A Eslováquia vai a jogo... Mas para quê?

Foi ontem assinado um acordo entre Kiev e Bratislava que, dizem alguns supostos entendidos, marca um começo do caminho para se garantir a independência energética da Ucrânia. Numa cerimónia cheia de sorrisos, flashes, assinaturas, apertos de mão e palavrinhas de circunstância a Naftogaz (Ucrânia) e a Eustream (Eslováquia) selaram o acordo.

O acordo Ucrânia-Eslováquia (novo porta-voz regional da UE?) vem na sequência da crise na Crimeia, dos levantamentos populares de Sloviansk, Kharkiv e Donetsk (para falar dos mais mediatizados) e da "guerrilha de sanções" entre Bruxelas/Washington e Moscovo. A União Europeia sabe que não consegue garantir o normal fornecimento energético da Ucrânia e o acordo de ontem (em princípio!) tenta dar a volta a isso.

A verificar-se uma autonomização da Ucrânia em relação aos recursos energéticos da Rússia, por via do acordo com a Eslováquia, poderíamos vir a assistir a um empoderamento do pequeno estado eslovaco, que suplantaria (e muito) a importância da França na gestão da actual crise. O acordo poderia ser lido como uma jogada de mestre da Eslováquia para ganhar algum protagonismo ao nível euro-regional. Poderia...

Há contudo um pequeno problema nisto tudo; uma questão que tem que ser feita. De onde vem o gás que a Eslováquia (e possivelmente a Hungria e a Polónia, numa segunda fase) quer revender à Ucrânia? Vem da Rússia. Portanto, a Ucrânia quer autonomizar-se do gás russo, comprando aos eslovacos (em revenda) gás que vem da Rússia.

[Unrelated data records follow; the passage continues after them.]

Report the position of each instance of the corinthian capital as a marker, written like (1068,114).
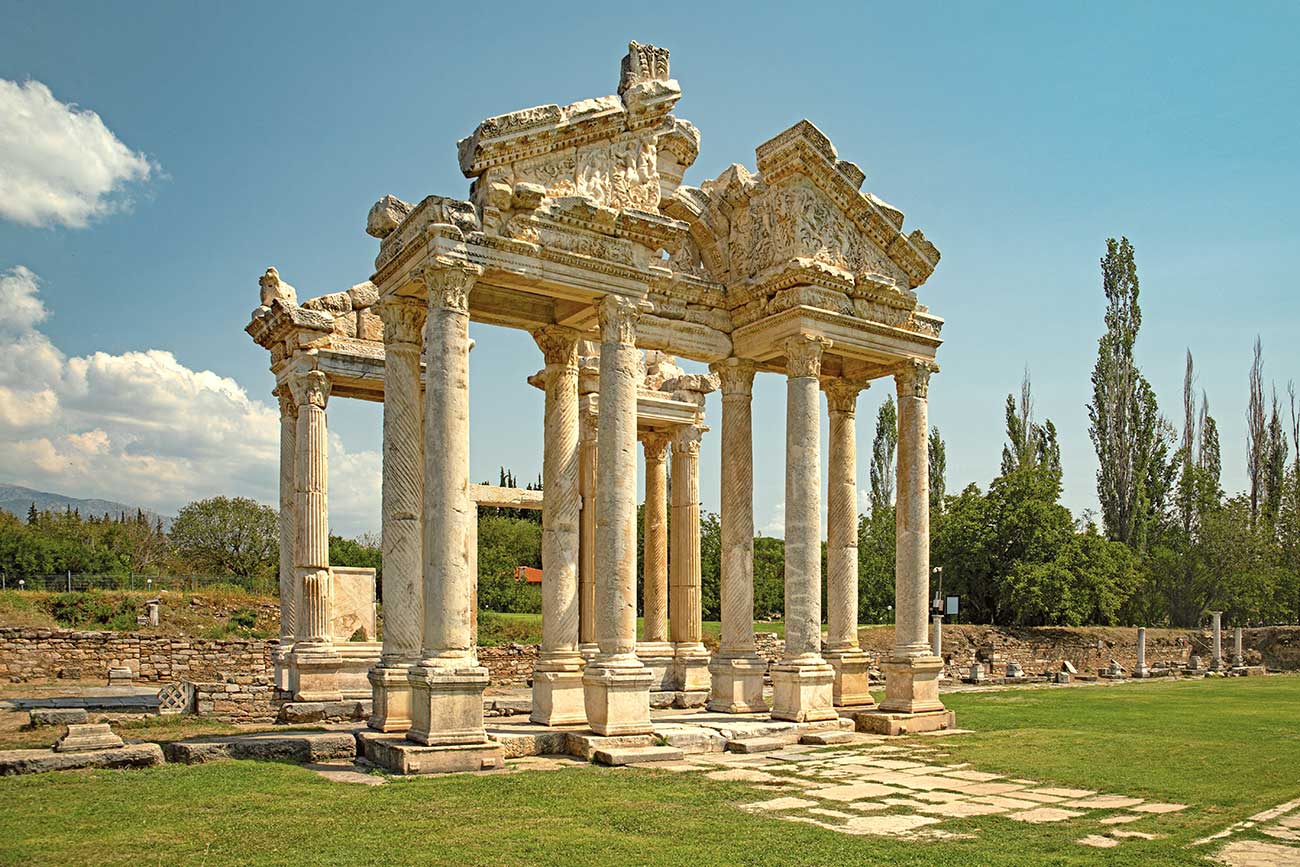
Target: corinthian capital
(311,388)
(558,345)
(913,378)
(735,376)
(403,320)
(449,285)
(841,395)
(804,354)
(619,319)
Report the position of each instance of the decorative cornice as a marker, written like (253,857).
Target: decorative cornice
(804,354)
(913,378)
(619,319)
(841,395)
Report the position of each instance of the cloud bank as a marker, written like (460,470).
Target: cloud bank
(60,164)
(144,429)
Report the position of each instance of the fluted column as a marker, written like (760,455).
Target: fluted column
(911,673)
(841,584)
(690,658)
(289,593)
(447,684)
(558,675)
(315,659)
(802,680)
(654,649)
(586,524)
(403,507)
(616,684)
(736,672)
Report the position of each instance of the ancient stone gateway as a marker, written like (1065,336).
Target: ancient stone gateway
(577,230)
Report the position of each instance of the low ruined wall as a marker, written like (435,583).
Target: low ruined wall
(51,654)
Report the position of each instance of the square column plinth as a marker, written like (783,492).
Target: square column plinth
(852,686)
(390,698)
(911,685)
(804,693)
(618,699)
(737,685)
(447,705)
(558,697)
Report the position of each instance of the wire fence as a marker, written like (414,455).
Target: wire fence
(73,581)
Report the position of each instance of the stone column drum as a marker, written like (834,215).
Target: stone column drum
(558,675)
(911,673)
(315,659)
(843,651)
(447,684)
(289,589)
(690,658)
(736,671)
(403,508)
(654,649)
(616,684)
(802,680)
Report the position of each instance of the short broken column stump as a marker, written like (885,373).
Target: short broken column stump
(394,753)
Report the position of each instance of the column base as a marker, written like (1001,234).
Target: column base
(616,696)
(657,655)
(736,684)
(390,697)
(802,692)
(911,685)
(447,703)
(558,698)
(690,667)
(316,673)
(852,686)
(282,659)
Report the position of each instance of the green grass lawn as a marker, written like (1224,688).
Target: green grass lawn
(1227,748)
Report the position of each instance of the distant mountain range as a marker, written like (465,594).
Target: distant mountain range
(17,499)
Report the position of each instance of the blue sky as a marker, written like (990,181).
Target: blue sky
(1019,137)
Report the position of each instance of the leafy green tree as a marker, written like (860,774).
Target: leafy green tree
(228,536)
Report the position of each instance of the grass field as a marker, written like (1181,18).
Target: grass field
(1226,748)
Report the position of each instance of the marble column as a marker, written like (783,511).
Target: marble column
(911,673)
(558,675)
(1217,627)
(447,684)
(841,549)
(586,525)
(654,649)
(685,621)
(403,507)
(736,671)
(289,589)
(315,659)
(616,684)
(802,681)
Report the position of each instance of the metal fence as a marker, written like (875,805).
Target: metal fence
(73,581)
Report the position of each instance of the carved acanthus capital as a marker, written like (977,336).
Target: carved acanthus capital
(735,376)
(913,378)
(403,320)
(655,445)
(449,286)
(685,439)
(311,388)
(841,395)
(619,319)
(558,345)
(804,354)
(287,406)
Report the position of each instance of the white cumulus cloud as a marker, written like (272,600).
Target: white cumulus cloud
(59,163)
(144,429)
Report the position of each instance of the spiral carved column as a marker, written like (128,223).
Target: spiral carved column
(802,680)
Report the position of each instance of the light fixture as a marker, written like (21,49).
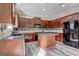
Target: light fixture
(63,5)
(43,9)
(18,3)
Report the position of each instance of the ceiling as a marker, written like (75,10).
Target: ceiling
(48,11)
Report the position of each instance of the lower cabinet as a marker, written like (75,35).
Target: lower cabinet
(14,47)
(29,37)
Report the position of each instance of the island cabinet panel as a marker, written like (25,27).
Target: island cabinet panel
(12,47)
(6,13)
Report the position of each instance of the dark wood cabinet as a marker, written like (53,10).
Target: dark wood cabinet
(59,37)
(6,13)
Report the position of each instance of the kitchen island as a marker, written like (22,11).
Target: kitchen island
(12,46)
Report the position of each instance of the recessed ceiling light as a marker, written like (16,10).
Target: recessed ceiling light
(43,9)
(63,5)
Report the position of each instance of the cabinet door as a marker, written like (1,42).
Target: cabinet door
(5,12)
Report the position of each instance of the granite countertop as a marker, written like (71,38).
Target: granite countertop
(51,34)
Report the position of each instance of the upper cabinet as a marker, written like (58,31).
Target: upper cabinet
(6,13)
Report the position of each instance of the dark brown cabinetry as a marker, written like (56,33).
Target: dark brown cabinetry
(6,12)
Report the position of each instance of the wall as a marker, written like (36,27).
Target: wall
(5,12)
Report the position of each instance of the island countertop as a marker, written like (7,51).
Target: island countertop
(13,37)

Mais ainda, o tal acordo que os media tentaram mostrar quase como histórico (retórica mediática de uma nova Guerra Fria?) é na verdade um acordo para início de negociações. Até porque a aprovação final do acesso da Ucrânia ao tal gás revendido pela Eslováquia depende da Rússia. A mesma Rússia à qual a Ucrânia procura "fugir" com este acordo.

A Eslováquia, que num acto de boa vontade, ou de pressão por parte de Bruxelas, abre agora negociações com a Ucrânia terá que ter cuidado no processo negocial. Cuidado porque a Rússia tem poder de veto sobre projectos desta natureza. Cuidado porque a Eslováquia entra em águas turvas, do ponto de vista legal (já o disse o Comissário Europeu para a Energia). Cuidado porque a Rússia pode sempre deixar de vender gás à Eslováquia e depois nem para revenda (à Ucrânia), nem para consumo próprio.

O acordo de ontem mostra, uma vez mais, o uso daquilo a que chamei de Summer Soft Power, ou diplomacia manipulativa de Verão. A União Europeia tem mantido um elevado nível de assertividade retórica na questão da Ucrânia porque, de momento, a mesma Ucrânia não precisa do gás russo para se aquecer. A UE tem jogado com Washington, mas parece ter esquecido que Washington está longe e tem autonomia de recursos energéticos.

Algo diz ao Fidalgo que quando chegar o Inverno (com temperaturas que vão facilmente aos -15ºC/-20ºC) a mesma União Europeia poderá não conseguir ser tão assertiva. Quando chegar o Inverno Bruxelas terá que passar de uma diplomacia confrontacional a uma diplomacia mais diplomática, passo o pleonasmo. Resta saber se na altura Moscovo, fustigada por vagas de sanções (muitas delas pouco sérias!), ainda estará disposta para negociar.